In my opinion, Chris Taylor’s Harvest Season is a better story, better told, than Alex Garland’s The Beach.

I compare the two books only because each involves “backpackers” on the Asia trail. Taylor’s story unfolds in relatively remote China, whereas The Beach is set in what are supposed to be islands in the Gulf of Thailand. With Harvest Season, though, I have a much surer sense that the writer is indeed familiar with his geographical and subcultural settings. That is probably because the author is a professional travel writer with much experience in Asia.

This book, Taylor’s first novel, is very readable. The drama unfolds on the basis of a great premise. The dialogue is competent, the characters, both Western and Chinese, are intriguing and real, the settings convincing, and the background issues contemporary and interesting.

We find a mixed bag of protagonists in Shuangshan, a still fairly traditional community suffering intimations of radical change to come. On the one hand, the local ethnic population has already felt impacts from Han Chinese settlement (to some extent reflecting a deliberate policy of social and cultural homogenization). On the other hand, Shuangshan is clearly an early Khao San Road (Bangkok) or Thamel (Kathmandu) in the making.

Some of the characters, including Matt, the main protagonist, are Western travelers who see themselves as a community of exiles in search of freedom from all the bullshit back home. To make this work, they want to maintain, as much as they can, the exclusivity of their Shangri-La of choice. Others, more recent arrivals, see the situation both as a commercial opportunity and as a chance to become large frogs in this small pond. For their part, the Chinese characters include parallel representatives of all those species and more—new entrepreneurs, exiles from mainstream Chinese society in search of freedom, and local vested interests.

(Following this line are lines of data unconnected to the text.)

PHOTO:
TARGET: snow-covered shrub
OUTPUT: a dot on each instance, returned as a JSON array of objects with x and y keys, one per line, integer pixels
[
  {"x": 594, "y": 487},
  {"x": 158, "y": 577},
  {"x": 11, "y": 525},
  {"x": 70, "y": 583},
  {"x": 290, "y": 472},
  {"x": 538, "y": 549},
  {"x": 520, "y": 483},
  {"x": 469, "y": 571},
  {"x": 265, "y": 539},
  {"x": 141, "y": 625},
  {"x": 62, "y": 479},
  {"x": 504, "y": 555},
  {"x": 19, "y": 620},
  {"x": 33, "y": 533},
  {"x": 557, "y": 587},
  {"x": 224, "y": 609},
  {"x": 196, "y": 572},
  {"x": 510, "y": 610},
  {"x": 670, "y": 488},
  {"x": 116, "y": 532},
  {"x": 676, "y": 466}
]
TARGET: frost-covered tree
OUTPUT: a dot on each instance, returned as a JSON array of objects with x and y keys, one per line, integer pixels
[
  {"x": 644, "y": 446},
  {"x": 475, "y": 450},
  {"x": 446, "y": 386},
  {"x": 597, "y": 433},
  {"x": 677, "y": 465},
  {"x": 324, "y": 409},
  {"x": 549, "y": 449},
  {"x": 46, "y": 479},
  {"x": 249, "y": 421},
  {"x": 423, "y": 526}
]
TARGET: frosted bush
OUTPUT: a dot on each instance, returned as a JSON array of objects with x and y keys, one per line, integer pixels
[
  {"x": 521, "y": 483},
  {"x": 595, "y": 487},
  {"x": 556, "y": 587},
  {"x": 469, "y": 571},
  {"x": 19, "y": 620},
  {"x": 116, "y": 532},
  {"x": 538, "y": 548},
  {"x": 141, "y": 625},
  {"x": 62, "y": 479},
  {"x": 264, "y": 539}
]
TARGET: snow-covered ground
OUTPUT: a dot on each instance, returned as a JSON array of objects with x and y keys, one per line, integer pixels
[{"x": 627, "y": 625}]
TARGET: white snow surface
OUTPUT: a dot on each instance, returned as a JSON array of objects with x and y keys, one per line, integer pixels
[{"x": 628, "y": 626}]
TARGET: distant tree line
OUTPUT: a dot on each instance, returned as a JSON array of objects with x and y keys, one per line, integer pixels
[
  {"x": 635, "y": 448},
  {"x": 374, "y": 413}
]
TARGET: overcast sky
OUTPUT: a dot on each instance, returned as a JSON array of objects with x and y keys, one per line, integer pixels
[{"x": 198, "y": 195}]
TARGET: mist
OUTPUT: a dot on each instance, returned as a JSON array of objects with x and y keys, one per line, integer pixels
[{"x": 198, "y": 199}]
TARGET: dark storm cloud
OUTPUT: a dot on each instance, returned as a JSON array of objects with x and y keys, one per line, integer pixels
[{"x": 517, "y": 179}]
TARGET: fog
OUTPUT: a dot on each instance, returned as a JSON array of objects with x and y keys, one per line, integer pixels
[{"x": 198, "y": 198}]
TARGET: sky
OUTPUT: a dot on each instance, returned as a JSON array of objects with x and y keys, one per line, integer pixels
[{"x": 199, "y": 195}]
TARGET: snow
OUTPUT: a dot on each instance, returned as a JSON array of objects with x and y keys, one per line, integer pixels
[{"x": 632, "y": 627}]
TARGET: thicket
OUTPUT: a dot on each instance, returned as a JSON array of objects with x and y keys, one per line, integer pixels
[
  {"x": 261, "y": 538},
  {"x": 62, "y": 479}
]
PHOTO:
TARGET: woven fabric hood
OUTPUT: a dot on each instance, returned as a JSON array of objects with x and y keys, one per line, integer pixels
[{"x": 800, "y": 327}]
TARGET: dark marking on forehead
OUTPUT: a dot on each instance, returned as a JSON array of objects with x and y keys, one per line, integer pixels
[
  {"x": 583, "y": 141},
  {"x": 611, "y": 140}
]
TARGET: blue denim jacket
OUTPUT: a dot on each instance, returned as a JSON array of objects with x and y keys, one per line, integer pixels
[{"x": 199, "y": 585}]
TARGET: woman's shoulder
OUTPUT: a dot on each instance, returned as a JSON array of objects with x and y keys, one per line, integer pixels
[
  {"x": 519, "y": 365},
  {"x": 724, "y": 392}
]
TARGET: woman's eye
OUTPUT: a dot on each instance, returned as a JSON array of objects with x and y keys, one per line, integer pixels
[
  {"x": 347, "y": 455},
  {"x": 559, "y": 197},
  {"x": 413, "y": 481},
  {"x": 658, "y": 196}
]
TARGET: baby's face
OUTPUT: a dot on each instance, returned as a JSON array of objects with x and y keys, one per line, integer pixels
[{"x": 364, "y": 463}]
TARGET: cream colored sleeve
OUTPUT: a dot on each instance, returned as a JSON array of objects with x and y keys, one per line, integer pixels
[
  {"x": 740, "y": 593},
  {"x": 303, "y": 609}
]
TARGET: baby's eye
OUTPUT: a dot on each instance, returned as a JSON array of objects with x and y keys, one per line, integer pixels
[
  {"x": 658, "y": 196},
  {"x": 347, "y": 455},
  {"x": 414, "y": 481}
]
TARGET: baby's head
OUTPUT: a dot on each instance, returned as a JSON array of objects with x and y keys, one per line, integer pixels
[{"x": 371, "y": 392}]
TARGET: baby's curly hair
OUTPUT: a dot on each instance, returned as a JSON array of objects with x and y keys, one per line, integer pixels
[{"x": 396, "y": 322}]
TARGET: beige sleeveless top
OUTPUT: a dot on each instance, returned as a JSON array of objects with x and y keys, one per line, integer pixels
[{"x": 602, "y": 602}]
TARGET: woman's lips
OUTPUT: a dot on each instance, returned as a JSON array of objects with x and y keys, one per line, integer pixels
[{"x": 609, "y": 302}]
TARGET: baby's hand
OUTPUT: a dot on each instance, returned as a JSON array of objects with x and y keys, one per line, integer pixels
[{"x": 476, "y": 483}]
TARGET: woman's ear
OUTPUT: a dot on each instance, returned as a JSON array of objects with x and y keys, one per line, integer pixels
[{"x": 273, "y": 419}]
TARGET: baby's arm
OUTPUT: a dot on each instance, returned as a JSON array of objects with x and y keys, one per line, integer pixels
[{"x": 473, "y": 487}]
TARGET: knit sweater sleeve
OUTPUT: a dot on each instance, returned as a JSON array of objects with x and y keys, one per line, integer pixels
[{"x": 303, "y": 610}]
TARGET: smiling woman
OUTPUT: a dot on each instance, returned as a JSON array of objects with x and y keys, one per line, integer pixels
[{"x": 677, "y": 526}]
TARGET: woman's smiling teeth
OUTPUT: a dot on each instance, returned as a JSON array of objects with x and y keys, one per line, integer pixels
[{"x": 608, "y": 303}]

With a growing sense of inevitability, we see increasingly dangerous conflicts arising within and between the Western and Chinese groups.

Meanwhile the fires of the mass tourist hordes are glowing just over the horizon. The “Rough Planet” guides and their ilk have already blazed trails in the vicinity, and Shuangshan teeters on the cusp of change. Matt is a youngish traveler with an obscure past, one he’s reluctant to talk about. But we do learn that, several years earlier, he himself worked as a Rough Planet writer. Hey, someone’s going to do it anyway, right? But he left Shuangshan out of his reports, wanting to keep this particular paradise off the beaten path, all the while knowing it was futile.

The story unfolds during his second stay in Shuangshan, when the futility of this dream is being brought home with greater and greater force. “In the Shuangshan I’d returned to a year ago,” Matt says, “nobody got tattoos to celebrate their first acid trip.” Yet here was his friend Fei-Fei getting a tattoo and “now Shuangshan had marked her permanently, and she would always belong to the fringe.”

By the end of the novel, a number of the characters have been scarred and worse by other, darker developments.

Readers and characters are left with a poignant sense of loss at various levels. Already, local residents no longer recognize the community of their childhoods. And now there seems to be no avoiding catastrophic commercialization of this erstwhile hideaway for the walking wounded from a global consumerist culture.

Matt also suffers a personal sense of loss he might find hard to articulate. Against the background described above, he has pursued unsuccessful relationships with two different Chinese women. To some extent the problems are cultural in nature, but Matt is alienated from his own culture to the extent he might well have problems, at this stage, in establishing long-term relations with any woman, no matter where she’s from.

And now he’ll have to move on again.